Devrenin uzatmalarında penaltıdan yenilen golle skora denge gelirken, çok ucuz bir penaltı oldu. Aynı pozisyon Tarsus’un ceza sahasında olsaydı, hakem yine beyaz noktayı gösterebilir miydi? Sanmıyorum.
Topun ağzında olan iki teknik adamın da ikinci yarıda yaptıkları oyuncu değişiklikleri skor üstünlüğü getirmedi. Özellikle, Mert Nobre resmen saçmaladı. Sezon başından beri takımın hücumdaki en etkili ismi olan Erkan Kaş’ı oyundan alması, bu takımın hocası olmadığının resmidir.

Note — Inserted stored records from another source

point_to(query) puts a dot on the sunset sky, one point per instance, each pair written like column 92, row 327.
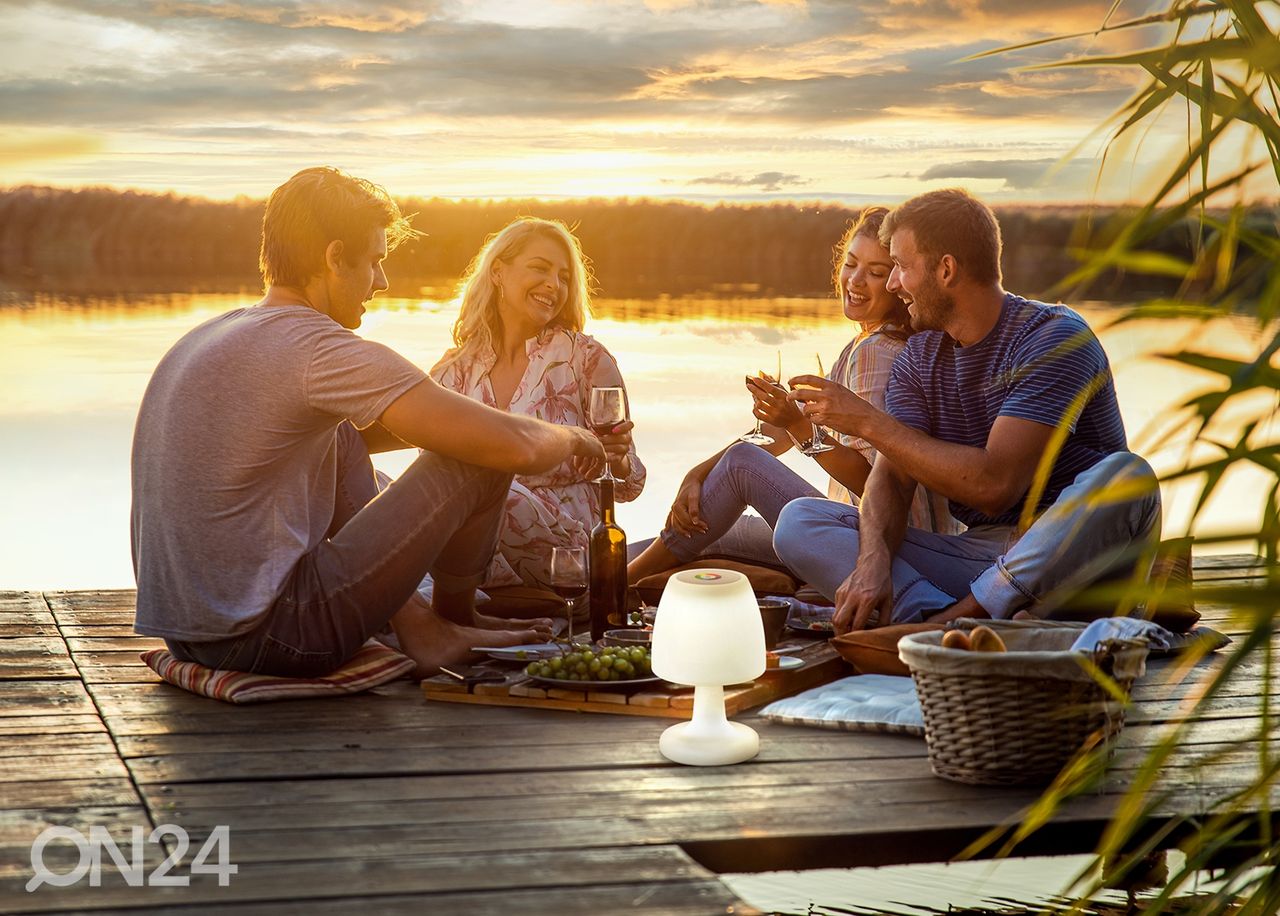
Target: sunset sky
column 698, row 99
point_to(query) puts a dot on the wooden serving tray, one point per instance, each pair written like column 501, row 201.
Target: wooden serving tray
column 821, row 665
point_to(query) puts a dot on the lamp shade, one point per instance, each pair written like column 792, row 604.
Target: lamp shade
column 708, row 630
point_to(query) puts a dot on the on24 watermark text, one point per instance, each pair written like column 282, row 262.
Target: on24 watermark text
column 211, row 859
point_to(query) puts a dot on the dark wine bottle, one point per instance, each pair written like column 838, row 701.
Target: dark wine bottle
column 608, row 568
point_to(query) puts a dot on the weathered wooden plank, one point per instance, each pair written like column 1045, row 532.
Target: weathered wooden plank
column 858, row 819
column 68, row 793
column 91, row 600
column 27, row 697
column 46, row 743
column 35, row 656
column 50, row 724
column 641, row 751
column 673, row 898
column 126, row 674
column 656, row 865
column 114, row 658
column 114, row 627
column 69, row 765
column 566, row 806
column 120, row 644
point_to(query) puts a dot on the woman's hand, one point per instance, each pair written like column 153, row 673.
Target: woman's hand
column 685, row 516
column 772, row 404
column 826, row 403
column 617, row 448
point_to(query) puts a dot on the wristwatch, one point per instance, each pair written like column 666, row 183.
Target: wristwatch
column 808, row 443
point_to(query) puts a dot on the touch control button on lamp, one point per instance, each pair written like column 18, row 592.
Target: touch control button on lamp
column 708, row 633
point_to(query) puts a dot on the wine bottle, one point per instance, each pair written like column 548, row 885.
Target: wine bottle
column 608, row 568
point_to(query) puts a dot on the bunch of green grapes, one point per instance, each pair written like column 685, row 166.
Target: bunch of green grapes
column 612, row 663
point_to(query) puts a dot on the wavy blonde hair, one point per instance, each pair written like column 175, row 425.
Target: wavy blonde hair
column 479, row 324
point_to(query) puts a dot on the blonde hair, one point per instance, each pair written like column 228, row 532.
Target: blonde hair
column 479, row 324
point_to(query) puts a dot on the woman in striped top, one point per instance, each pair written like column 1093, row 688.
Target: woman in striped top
column 707, row 517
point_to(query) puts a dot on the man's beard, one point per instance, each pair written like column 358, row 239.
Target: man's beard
column 932, row 308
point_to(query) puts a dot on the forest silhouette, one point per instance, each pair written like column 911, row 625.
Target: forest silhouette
column 95, row 241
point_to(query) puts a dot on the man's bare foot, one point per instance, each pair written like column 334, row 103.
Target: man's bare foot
column 432, row 641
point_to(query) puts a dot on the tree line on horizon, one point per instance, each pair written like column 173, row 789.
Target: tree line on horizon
column 97, row 241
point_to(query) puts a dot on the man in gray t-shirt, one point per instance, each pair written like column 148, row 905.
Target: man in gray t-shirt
column 257, row 543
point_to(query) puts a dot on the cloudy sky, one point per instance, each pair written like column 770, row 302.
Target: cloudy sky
column 698, row 99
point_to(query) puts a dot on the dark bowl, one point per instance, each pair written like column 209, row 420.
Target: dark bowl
column 773, row 615
column 627, row 637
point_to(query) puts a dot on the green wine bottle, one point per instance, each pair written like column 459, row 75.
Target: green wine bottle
column 608, row 568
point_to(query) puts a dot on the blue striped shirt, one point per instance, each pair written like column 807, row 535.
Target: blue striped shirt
column 1041, row 363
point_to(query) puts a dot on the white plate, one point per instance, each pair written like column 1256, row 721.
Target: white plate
column 530, row 653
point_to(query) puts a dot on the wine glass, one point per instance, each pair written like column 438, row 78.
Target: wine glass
column 607, row 410
column 568, row 580
column 817, row 443
column 758, row 436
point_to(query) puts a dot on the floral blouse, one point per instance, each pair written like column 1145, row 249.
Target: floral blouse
column 558, row 507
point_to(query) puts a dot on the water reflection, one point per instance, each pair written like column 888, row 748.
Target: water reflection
column 74, row 371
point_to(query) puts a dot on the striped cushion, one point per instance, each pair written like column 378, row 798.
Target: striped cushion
column 864, row 702
column 373, row 665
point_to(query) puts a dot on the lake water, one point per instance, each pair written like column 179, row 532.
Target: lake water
column 73, row 372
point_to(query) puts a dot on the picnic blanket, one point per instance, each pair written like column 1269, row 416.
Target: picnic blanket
column 862, row 702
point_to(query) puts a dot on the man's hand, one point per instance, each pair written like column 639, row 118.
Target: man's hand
column 617, row 447
column 864, row 600
column 585, row 445
column 826, row 403
column 685, row 516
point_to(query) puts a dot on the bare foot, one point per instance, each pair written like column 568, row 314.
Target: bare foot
column 432, row 641
column 653, row 559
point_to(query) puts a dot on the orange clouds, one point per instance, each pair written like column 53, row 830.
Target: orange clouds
column 27, row 147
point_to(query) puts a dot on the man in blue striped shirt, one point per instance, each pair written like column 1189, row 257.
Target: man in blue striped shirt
column 1002, row 404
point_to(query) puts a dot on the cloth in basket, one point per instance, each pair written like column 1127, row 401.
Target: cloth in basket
column 1015, row 718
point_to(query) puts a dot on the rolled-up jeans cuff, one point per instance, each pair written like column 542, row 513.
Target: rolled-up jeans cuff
column 999, row 592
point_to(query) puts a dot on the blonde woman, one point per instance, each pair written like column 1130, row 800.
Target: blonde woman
column 520, row 347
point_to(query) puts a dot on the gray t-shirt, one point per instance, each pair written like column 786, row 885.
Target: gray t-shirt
column 234, row 461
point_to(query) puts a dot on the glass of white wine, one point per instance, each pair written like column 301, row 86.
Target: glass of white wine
column 758, row 436
column 568, row 580
column 607, row 410
column 817, row 443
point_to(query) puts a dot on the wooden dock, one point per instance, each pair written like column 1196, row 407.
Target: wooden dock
column 385, row 802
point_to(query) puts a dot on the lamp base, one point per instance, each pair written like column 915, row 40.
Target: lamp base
column 690, row 742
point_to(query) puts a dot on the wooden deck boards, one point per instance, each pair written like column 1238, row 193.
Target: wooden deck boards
column 388, row 802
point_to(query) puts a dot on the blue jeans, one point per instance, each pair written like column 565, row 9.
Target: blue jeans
column 744, row 476
column 440, row 516
column 1100, row 526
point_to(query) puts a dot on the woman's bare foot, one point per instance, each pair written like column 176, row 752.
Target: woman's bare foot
column 432, row 641
column 653, row 559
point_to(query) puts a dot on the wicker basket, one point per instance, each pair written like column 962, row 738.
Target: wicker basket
column 1015, row 718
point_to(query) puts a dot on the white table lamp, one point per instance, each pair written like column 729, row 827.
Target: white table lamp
column 708, row 633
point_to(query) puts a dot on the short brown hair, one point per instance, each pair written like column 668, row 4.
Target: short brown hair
column 950, row 221
column 319, row 206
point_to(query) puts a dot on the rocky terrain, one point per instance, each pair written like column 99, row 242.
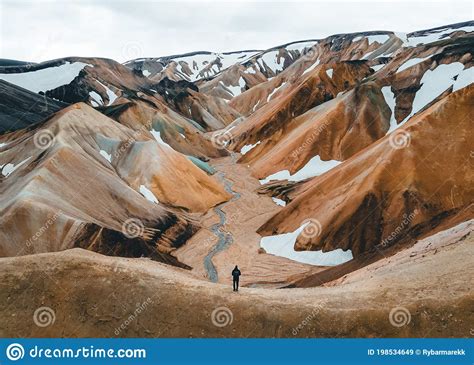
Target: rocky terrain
column 337, row 173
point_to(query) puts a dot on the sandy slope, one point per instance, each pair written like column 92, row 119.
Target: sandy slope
column 94, row 295
column 243, row 216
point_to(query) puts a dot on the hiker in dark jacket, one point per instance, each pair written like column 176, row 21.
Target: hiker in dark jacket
column 235, row 277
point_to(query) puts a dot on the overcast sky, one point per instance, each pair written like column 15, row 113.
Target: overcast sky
column 122, row 30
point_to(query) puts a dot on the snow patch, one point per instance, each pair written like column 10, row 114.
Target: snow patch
column 379, row 38
column 309, row 69
column 9, row 168
column 106, row 155
column 283, row 245
column 434, row 83
column 279, row 202
column 148, row 194
column 377, row 67
column 248, row 147
column 389, row 97
column 46, row 79
column 157, row 136
column 111, row 95
column 274, row 91
column 96, row 99
column 411, row 62
column 465, row 78
column 435, row 35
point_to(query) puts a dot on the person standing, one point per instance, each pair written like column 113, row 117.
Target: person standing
column 235, row 276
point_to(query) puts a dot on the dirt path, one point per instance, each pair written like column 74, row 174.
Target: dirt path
column 424, row 291
column 229, row 237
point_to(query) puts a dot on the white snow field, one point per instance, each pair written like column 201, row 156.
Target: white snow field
column 313, row 167
column 148, row 194
column 46, row 79
column 248, row 147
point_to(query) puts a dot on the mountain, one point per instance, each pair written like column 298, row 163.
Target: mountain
column 337, row 166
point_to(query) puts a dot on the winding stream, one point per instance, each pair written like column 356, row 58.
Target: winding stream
column 224, row 239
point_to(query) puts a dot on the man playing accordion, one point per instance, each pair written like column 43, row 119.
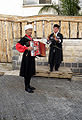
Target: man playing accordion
column 55, row 54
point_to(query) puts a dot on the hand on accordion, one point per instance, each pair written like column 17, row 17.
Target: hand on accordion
column 30, row 48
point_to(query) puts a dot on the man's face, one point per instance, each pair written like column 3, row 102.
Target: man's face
column 56, row 29
column 28, row 32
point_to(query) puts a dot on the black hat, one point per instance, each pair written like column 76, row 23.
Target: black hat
column 56, row 25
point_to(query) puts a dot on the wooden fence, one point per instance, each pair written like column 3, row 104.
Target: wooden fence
column 12, row 28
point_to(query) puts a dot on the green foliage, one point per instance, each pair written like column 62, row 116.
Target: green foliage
column 70, row 7
column 66, row 7
column 49, row 7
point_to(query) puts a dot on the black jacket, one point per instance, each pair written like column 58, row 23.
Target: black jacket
column 56, row 49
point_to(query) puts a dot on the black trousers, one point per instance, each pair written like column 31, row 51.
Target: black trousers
column 27, row 81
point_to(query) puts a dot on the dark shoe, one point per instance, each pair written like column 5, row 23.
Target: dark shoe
column 56, row 69
column 51, row 70
column 29, row 90
column 33, row 88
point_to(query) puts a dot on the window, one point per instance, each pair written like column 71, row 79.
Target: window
column 36, row 2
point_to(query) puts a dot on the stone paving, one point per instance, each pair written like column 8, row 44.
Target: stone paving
column 53, row 99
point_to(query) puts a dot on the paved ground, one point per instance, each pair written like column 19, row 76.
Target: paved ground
column 53, row 99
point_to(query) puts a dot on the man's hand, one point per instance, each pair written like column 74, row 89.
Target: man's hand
column 30, row 48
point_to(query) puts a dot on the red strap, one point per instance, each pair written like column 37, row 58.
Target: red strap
column 29, row 37
column 20, row 47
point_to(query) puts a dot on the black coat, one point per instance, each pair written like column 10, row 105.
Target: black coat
column 56, row 49
column 28, row 62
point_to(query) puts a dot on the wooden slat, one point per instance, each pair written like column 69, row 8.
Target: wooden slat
column 80, row 30
column 0, row 42
column 4, row 42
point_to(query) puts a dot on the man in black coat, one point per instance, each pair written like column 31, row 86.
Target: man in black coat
column 27, row 69
column 55, row 53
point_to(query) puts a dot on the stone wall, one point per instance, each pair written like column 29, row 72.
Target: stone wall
column 72, row 55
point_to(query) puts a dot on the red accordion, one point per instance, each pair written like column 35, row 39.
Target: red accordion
column 39, row 48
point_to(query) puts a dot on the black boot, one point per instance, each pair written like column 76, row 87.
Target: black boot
column 33, row 88
column 29, row 90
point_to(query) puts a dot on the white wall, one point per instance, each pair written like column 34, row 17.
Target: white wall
column 15, row 7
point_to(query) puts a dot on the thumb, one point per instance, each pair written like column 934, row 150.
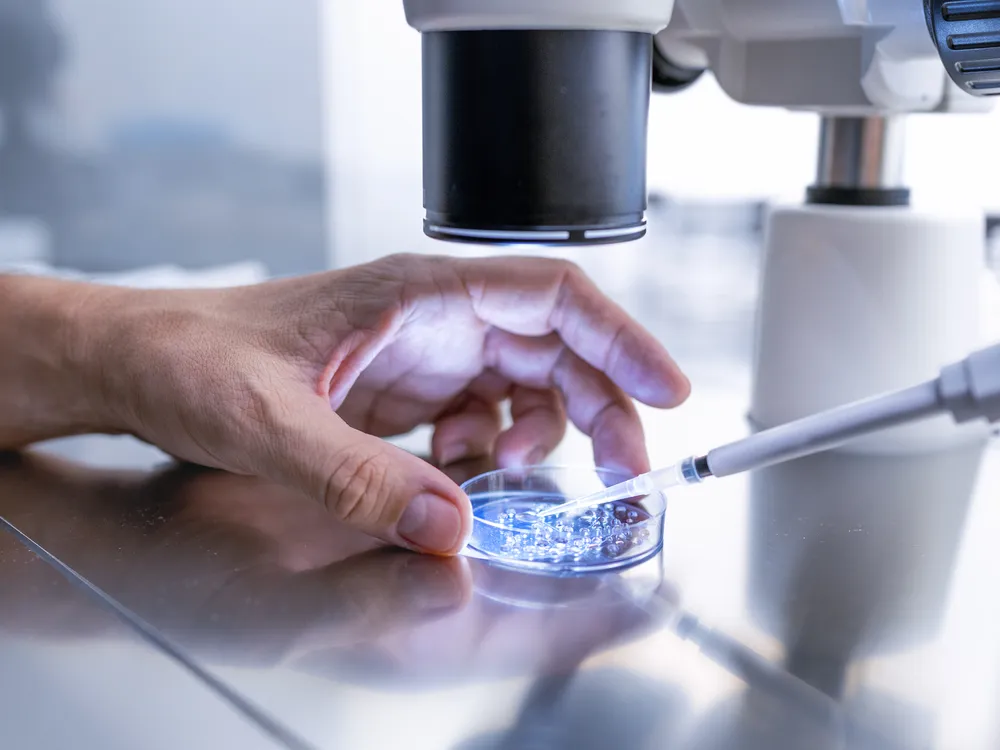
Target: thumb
column 369, row 484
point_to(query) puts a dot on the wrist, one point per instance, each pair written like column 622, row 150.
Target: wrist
column 51, row 380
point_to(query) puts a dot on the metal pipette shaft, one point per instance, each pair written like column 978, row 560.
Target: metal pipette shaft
column 968, row 390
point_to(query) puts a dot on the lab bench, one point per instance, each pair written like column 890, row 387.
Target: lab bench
column 844, row 600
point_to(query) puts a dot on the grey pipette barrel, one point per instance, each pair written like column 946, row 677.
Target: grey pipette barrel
column 969, row 389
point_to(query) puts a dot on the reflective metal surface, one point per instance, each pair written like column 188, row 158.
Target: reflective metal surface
column 76, row 675
column 840, row 601
column 861, row 152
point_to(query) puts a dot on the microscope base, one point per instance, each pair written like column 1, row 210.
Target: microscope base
column 856, row 301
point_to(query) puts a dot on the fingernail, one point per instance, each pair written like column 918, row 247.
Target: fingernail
column 431, row 523
column 536, row 456
column 452, row 453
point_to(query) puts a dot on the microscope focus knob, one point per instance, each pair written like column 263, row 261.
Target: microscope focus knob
column 967, row 34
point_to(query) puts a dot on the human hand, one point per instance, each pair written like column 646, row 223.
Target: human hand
column 296, row 380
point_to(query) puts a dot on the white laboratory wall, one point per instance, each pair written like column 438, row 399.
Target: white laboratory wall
column 702, row 145
column 249, row 67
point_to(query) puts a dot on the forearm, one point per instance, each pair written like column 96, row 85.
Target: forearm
column 50, row 384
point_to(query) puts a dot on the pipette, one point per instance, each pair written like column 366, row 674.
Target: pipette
column 968, row 390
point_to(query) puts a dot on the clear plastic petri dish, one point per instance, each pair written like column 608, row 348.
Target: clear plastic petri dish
column 611, row 536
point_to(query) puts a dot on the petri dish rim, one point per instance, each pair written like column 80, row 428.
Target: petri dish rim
column 654, row 504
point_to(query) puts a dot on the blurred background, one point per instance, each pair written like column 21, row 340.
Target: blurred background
column 184, row 142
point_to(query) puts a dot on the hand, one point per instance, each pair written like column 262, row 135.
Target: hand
column 296, row 380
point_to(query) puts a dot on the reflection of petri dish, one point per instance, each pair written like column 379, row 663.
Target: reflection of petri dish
column 611, row 536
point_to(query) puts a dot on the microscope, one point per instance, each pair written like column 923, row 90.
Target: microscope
column 535, row 129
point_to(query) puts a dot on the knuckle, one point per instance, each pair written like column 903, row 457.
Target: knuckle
column 357, row 489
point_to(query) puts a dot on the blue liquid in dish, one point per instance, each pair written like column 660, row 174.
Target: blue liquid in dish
column 610, row 534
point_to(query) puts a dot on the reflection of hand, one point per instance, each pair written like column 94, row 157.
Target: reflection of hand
column 243, row 570
column 244, row 379
column 232, row 568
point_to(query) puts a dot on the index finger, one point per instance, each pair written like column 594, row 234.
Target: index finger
column 539, row 296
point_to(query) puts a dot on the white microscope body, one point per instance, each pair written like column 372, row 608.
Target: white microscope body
column 534, row 131
column 861, row 291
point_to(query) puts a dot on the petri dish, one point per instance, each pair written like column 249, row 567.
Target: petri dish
column 609, row 537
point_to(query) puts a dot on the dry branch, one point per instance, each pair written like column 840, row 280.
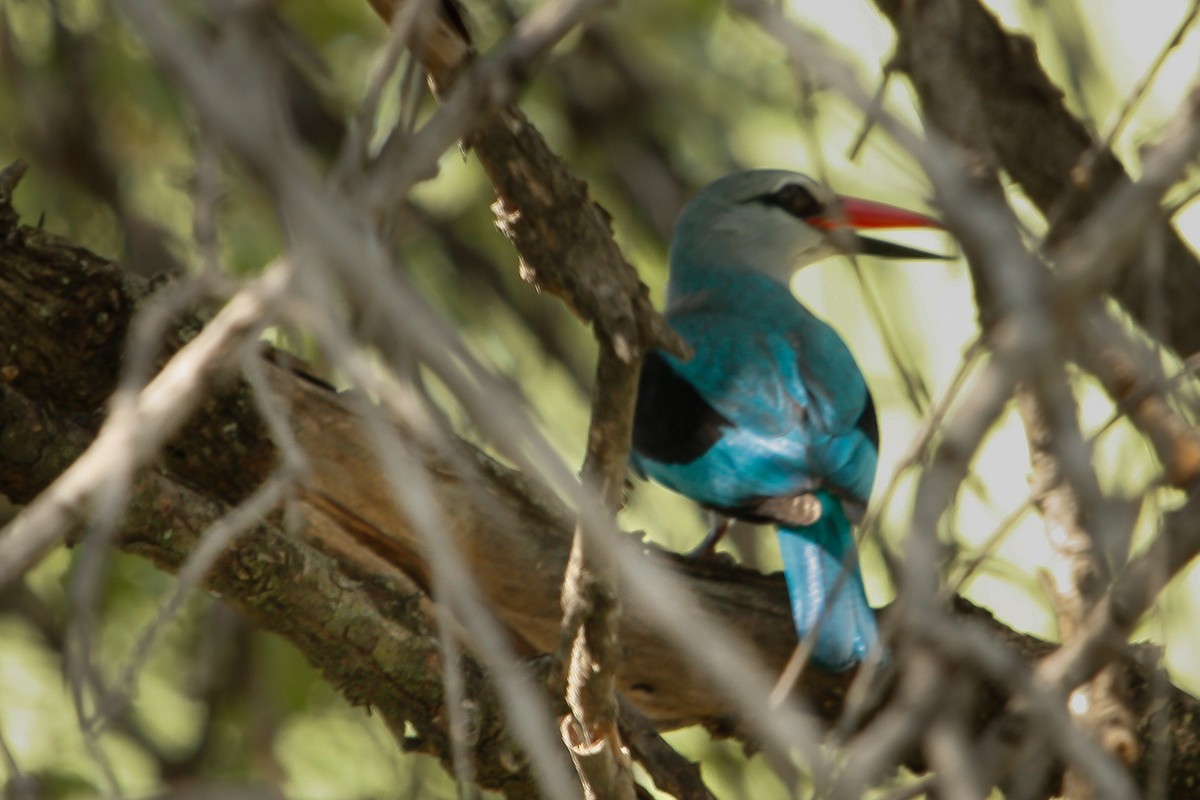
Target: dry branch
column 349, row 589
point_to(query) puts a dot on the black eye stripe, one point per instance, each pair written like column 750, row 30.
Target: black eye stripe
column 793, row 198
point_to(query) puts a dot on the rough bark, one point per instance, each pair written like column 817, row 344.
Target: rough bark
column 349, row 585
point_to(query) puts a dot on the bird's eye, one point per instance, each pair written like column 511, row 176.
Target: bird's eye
column 796, row 199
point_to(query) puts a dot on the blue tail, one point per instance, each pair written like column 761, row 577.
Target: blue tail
column 826, row 587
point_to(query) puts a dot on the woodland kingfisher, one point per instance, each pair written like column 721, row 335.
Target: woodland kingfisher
column 771, row 420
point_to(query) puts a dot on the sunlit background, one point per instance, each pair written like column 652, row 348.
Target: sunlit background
column 720, row 97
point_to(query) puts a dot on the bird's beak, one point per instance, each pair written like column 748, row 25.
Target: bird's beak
column 853, row 214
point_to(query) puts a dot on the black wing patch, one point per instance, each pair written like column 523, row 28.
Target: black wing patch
column 672, row 421
column 868, row 422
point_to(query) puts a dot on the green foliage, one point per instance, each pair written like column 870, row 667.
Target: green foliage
column 711, row 92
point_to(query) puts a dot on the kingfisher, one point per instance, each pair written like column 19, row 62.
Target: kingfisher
column 771, row 420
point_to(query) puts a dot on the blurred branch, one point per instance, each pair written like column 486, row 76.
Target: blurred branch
column 982, row 85
column 351, row 589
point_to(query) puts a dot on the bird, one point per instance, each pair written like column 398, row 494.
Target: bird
column 771, row 419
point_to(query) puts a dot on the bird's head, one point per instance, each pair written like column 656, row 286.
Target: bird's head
column 774, row 221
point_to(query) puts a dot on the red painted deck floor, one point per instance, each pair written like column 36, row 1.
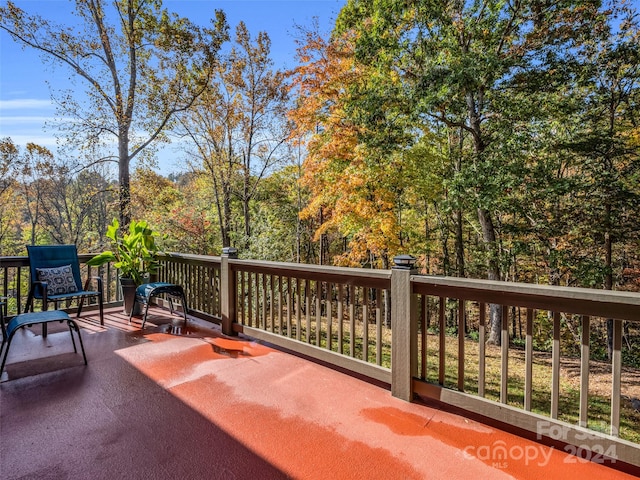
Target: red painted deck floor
column 176, row 403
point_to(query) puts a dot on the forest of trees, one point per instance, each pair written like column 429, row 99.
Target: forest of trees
column 490, row 139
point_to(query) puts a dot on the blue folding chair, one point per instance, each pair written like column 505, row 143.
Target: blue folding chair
column 55, row 277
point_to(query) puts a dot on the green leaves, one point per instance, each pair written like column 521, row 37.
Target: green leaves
column 134, row 253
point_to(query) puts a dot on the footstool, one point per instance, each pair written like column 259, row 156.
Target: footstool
column 27, row 319
column 146, row 291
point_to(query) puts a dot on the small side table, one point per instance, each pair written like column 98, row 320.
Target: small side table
column 146, row 291
column 33, row 318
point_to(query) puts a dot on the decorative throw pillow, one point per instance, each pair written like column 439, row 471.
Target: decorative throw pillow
column 59, row 280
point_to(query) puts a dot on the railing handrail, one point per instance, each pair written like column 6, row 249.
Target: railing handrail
column 576, row 300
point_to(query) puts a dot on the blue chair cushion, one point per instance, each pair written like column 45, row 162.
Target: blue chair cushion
column 59, row 279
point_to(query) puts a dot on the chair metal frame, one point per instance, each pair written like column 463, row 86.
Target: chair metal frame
column 49, row 256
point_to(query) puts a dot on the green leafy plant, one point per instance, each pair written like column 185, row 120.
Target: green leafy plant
column 134, row 253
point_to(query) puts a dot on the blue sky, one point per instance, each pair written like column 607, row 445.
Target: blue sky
column 27, row 113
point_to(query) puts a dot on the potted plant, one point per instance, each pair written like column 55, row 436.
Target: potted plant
column 134, row 254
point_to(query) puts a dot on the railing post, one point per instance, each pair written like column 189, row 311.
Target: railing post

Enes gibi ne zaman, ne yapacağı belli olmayan, şut da atabilen bir oyuncu varken, sakatlıktan yeni çıkan Suat’ı tercih etmesi de yanlış bir karardı. Suat’ı oyuna alıyorsan da, Enes de girmeliydi. Ha, Enes çok mu formda? Değil. Ama, “bir umut” işte. Belki oynayacağı tutardı.
Sonuç itibariyle, öncesinde beraberliğin ağır bastığı maç 1-1 bitti. Ama sonuç iki takıma da yaramadı. Çorum FK’ya yarayan tek tarafı, Mert Nobre’nin gidiş bileti olmasıydı. Çünkü, Nobre ile olmayacağı en başından beri belliydi ve biz bunu defalarca dile getirdik. “Zararın neresinden dönülürse kardır” deyip, bundan sonrasına bakmak lazım.
Mert Nobre, çok rahat görünümlü bir karaktere sahip. Haliyle, o rahat olunca, oyuncu da rahat oluyor ve ortaya laçka görünümlü bir tablo çıkıyor. Alt ligler bu kadar rahatlığı kaldırmaz. Yeni teknik direktör profilinin kesinlikle otoriter olması şart. Birçok isim yazılıyor, çiziliyor, konuşuluyor. Mesut Bakkal ismi de bunlardan biri. Bence, biçilmiş kaftan olur.
Aradaki puan farkı kapanmayacak bir fark değil. Yeter ki, teknik direktör tercihinde hata yapılmasın. Ufak bir dokunuşla bile bu takım şampiyonluğun hala en büyük adayıdır.